SIU School of Medicine creates new department

The Department of Population Science and Policy, Southern Illinois University School of Medicine’s first new department in nearly three decades, aims to be a champion for rural Illinoisans.

To improve the health and wellness in the 66 counties of central and southern Illinois, the department will identify community-based interventions and study how factors such as poverty, access to health care, education and housing affect people living in rural communities.

“This department provides a significantly new approach to health care that bridges data, health care delivery and social and environmental determinants of health,” said SIU Medicine dean and provost Jerry Kruse, MD, MSPH. “It also reflects SIU Medicine’s deep commitment to improving health care in our rural communities.”

Sameer Vohra, MD, JD, MA, FAAP, has been named founding chair of the Department of Population Science and Policy. He also serves as an assistant professor of pediatrics, medical humanities, and law. He was recognized as one of Springfield Business Journal’s Forty Under 40 in 2017.

“Our mission, as one of the first Departments of Population Science and Policy in the United States, is to understand the health challenges of people in central and southern Illinois and find innovative, sustainable solutions to improve health in their communities,” said Vohra. “We work in conjunction with community partners to improve health outcomes in our medically underserved, rural service area.”

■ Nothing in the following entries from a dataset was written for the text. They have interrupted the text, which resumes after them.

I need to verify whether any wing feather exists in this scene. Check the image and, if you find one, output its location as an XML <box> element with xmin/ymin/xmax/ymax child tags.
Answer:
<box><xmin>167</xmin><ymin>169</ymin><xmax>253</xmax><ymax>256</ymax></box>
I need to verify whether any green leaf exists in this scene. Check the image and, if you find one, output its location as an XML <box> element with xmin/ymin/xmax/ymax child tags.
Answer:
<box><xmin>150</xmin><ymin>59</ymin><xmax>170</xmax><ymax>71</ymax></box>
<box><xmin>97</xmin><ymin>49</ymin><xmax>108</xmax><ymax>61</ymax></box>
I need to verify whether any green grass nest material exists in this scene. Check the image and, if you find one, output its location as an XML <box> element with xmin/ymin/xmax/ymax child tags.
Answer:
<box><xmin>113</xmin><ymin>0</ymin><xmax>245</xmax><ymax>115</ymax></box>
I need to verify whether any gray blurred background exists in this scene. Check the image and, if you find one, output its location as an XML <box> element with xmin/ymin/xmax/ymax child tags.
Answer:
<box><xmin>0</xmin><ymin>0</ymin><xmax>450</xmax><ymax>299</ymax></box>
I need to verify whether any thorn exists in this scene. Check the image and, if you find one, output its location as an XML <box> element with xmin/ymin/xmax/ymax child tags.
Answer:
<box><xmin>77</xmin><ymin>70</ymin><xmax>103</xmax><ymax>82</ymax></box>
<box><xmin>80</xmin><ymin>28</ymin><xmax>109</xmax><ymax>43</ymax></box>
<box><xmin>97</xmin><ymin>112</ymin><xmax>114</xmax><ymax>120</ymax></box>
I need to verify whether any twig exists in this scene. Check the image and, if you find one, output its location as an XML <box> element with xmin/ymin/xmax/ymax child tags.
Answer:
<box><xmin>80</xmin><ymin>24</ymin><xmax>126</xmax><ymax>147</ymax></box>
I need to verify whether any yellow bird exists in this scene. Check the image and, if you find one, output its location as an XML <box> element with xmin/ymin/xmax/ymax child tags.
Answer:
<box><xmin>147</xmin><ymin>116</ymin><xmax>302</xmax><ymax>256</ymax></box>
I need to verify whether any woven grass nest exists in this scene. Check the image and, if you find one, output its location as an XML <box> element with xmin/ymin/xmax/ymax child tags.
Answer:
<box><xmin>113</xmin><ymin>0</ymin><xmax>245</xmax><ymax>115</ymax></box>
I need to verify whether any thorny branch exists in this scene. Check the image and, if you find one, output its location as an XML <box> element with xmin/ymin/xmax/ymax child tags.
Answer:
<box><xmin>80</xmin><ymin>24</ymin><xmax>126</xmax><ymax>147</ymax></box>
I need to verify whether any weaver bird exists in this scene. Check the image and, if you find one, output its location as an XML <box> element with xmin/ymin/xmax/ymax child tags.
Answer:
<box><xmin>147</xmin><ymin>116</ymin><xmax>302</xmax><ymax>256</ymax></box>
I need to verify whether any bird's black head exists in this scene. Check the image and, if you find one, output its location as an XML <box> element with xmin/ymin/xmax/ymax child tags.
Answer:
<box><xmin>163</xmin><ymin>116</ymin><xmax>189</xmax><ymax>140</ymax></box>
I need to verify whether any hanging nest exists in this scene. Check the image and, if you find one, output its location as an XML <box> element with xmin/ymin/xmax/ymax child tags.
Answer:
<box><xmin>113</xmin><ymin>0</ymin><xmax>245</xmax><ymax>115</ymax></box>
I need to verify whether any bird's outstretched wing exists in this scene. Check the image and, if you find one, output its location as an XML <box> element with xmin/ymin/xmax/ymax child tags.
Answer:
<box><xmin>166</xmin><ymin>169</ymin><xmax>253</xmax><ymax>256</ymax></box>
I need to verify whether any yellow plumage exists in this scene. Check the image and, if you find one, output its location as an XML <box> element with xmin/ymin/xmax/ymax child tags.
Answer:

The Department of Population Science and Policy is the first of its kind: a department uniquely focused on understanding the health of populations and recommending policy solutions to improve health and wellness. The department consists of three divisions: Epidemiology and Biostatistics, Human and Community Development and Health System Science. These divisions will work together to assess the health of populations, measure the impact of social, biological and behavioral determinants of health, gauge health disparities and design population-level interventions and public policies to improve health outcomes. Furthermore, the department will create and implement academic curriculum to educate a new generation of physicians to practice through a population health lens.

Initial projects are addressing the opioid epidemic in the Illinois Delta Region, childhood growth and development, cancer disparities in rural communities and building community capacity for health improvement. “We are honored to uphold SIU’s commitment to serving our state’s rural residents and we look forward to improving health outcomes of our population,” said Vohra.